Hal pertama yang Kalea lihat setelah matanya berhasil terbuka adalah wajah tampan Gavin yang tersaji begitu indah di depannya. Raut wajah lelaki itu tampak tenang dan begitu polos bagai bayi baru lahir. Sangat berbeda dengan raut wajah serius yang biasa Gavin tampakkan sehari-hari. Sekarang ini, di hadapannya, Gavin terlibat seperti seorang anak tak berdosa yang begitu damai mengarungi alam mimpinya. Meninggalkan segala beban dan keresahan duniawi yang selama ini menghantui.
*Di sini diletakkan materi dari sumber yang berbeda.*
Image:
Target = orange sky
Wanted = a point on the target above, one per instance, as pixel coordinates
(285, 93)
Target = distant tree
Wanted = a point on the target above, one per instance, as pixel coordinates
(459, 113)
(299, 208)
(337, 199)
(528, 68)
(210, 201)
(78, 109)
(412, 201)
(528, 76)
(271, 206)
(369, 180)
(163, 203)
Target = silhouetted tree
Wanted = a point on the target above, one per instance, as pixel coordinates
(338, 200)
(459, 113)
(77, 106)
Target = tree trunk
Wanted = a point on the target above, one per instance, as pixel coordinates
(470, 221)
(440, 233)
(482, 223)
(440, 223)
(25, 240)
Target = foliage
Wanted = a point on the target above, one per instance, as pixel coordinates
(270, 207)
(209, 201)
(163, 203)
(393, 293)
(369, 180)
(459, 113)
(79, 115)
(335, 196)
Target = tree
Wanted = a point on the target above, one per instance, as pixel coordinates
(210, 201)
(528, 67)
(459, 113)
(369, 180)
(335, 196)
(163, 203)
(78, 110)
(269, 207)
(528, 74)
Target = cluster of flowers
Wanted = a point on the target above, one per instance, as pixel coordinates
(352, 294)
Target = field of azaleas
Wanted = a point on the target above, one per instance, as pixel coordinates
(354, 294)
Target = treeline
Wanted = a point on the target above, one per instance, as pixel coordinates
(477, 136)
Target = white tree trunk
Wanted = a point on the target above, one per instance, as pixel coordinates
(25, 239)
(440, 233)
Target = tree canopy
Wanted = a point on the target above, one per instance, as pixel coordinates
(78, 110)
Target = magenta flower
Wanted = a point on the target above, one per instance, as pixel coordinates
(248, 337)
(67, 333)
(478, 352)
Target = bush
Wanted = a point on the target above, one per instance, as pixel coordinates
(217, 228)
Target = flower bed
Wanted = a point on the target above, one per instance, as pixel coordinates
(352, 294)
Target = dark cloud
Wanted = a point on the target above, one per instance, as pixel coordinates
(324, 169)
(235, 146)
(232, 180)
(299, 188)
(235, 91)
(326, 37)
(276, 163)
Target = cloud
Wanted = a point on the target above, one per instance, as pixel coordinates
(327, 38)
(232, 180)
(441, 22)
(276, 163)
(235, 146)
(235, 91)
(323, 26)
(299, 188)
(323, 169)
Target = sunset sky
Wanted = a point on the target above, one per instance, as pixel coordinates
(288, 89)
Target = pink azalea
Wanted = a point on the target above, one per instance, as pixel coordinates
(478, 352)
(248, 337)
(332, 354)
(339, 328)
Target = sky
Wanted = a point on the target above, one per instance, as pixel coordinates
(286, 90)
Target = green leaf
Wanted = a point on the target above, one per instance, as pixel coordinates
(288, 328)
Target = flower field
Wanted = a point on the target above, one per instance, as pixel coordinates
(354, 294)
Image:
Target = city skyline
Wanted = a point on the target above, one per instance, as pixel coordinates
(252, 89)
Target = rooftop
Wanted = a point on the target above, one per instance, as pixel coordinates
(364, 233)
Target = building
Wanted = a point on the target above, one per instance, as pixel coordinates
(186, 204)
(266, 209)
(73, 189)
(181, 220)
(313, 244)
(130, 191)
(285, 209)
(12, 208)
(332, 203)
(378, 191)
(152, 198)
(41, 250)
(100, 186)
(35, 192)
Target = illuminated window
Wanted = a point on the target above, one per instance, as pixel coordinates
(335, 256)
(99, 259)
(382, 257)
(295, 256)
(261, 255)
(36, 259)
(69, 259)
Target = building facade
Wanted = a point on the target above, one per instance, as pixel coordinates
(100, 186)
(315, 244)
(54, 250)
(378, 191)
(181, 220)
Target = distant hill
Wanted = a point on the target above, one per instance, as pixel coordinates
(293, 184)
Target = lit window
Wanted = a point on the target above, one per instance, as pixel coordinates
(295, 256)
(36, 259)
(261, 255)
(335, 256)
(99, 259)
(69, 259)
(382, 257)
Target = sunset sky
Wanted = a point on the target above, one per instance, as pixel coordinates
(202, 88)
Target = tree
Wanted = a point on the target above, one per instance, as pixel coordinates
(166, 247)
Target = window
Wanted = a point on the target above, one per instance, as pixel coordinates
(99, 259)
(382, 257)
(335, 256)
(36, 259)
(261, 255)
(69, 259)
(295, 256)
Kalea terdiam selama beberapa saat, menikmati pahatan indah yang Tuhan ciptakan dalam bentuk anak manusia bernama Mahesa Gavin ini. Alis tebal yang tercetak rapih dan berpadu apik dengan kelopak mata ganda yang melingkupi sepasang manik kelam yang memabukkan. Buku mata lentik yang terlihat alami. Hidung mancung serta bibir merah tebal milik lelaki itu benar-benar sempurna. Seolah semua fitur di wajahnya memang diciptakan oleh Tuhan untuk berpadu dalam satu kesatuan, menciptakan sebuah karya yang begitu indah nan memesona.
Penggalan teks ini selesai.